For more information on the syscall calling conventions refer to this document (Chapter A.2.1). Back to the example, first we set rbx to zero (result of the exit syscall) and we move the value 0x2000001 (exit being the first syscall) to rax. And finally, we call into the kernel with syscall. The second payload prints “hello world” to STDOUT. Let’s have a look at the code:

xor %rbx, %rbx                 # push the zero terminating C string to the stack
pushq %rbx
movq $0x0a21646c72, %rax
pushq %rax
movq $0x6f77206f6c6c6548, %rax
pushq %rax
movl $0x2000004, %eax           # 4 == write syscall
movl $1, %edi                   # 1 == STDOUT file descriptor
leaq (%rsp), %rsi               # string to print
movq $14, %rdx                  # size of string
syscall

At first glance, it looks much more complicated than the first payload. However, there are basically just two things happening.
First, we push the string “hello world” as zero terminating string to the stack. This is one way to be position-independent.

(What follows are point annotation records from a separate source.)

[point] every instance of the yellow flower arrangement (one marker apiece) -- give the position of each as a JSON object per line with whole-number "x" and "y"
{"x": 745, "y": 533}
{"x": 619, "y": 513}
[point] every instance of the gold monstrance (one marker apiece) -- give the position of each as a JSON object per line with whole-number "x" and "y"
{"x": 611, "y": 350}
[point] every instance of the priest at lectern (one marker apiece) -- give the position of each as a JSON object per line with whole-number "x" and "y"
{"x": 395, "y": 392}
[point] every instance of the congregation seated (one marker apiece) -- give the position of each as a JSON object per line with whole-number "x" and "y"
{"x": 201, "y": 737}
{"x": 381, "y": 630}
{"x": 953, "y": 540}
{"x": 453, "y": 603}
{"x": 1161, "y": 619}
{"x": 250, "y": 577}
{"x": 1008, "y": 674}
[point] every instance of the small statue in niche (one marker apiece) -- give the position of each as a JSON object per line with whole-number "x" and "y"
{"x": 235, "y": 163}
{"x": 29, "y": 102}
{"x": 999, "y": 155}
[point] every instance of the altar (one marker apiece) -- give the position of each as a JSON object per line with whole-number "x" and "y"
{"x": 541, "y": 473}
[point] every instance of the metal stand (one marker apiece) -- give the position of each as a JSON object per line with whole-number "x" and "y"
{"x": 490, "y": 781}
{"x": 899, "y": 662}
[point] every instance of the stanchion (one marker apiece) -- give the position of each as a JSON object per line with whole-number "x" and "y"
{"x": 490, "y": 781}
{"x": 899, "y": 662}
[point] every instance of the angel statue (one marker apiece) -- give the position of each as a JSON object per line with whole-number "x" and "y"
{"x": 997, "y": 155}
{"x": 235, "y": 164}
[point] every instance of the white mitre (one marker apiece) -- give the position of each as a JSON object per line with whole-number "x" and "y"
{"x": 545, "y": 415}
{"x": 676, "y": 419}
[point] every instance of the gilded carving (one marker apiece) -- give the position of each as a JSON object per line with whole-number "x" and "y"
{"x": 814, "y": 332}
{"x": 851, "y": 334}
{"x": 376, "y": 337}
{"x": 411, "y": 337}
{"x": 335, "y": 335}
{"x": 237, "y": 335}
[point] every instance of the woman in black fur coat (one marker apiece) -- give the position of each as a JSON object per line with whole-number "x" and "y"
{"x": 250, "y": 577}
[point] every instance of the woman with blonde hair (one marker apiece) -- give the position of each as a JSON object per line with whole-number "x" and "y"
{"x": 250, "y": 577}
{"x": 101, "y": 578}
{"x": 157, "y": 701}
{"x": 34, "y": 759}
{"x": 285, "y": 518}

Note that we don’t know where our payload might get executed.
Second, we prepare the write syscall, which takes a file descriptor (in our case STDOUT), a pointer to a string and the string size.

Putting it all together

Well, we have seen the two components: the loader and the payloads.
For implementing it, I had to toy around with Xcode, llvm/clang, as, lldb and radare2 just to name the most important tools.

Let’s execute the loader with the two payloads. First, let’s execute it with the exit payload:

$ ./loader shellcodes/exit.bin
 Opening shellcodes/exit.bin
 Trying to read 9 bytes.
 Hexdump of shellcode:
 1b8db311b8db1b82000001f02000050f020050f0250f5
 Writing trampoline to clean up function @0x1011ee9f0 after shellcode
 Changing protection to RX.
 Loaded shell code to 0x1423000. Calling in…

But did it really work? Well, we can’t tell from this output. So we’ve to look into the inside of our process. There are a couple of tools for this job. We could check if everything works by using dtrace and truss. A valuable source for quickly writing dtrace one-liners is Brendan Gregg’s blog.

Ok, let’s execute our loader one more time but this time in conjunction with dtrace:

$ ./loader shellcodes/helloworld.bin
 Opening shellcodes/helloworld.bin
 Trying to read 49 bytes.
 Hexdump of shellcode:
 53db31484853db31b84853db72b848536c72b848646c72b821646c72a21646 [...]
 Writing trampoline to clean up function @0x109abf9f0 after shellcode
 Changing protection to RX.
 Loaded shell code to 0x9cf4000. Calling in…
 Hello world!
 Executed shellcode successfully
 Freed shellcode buffer. Exiting.

This time the shellcode did not exit the loader. Therefore, our trampoline directed the control flow to the clean up function that successfully freed the buffer and exited the loader. The code is hosted as usual on github.

BTW, there are more elegant and faster ways than writing your shellcode in assembly. Tools like rang2-cc (part of the radare2 reversing framework) generate shellcode from C programs. However, for educational purposes, it is advisable to do at least just once.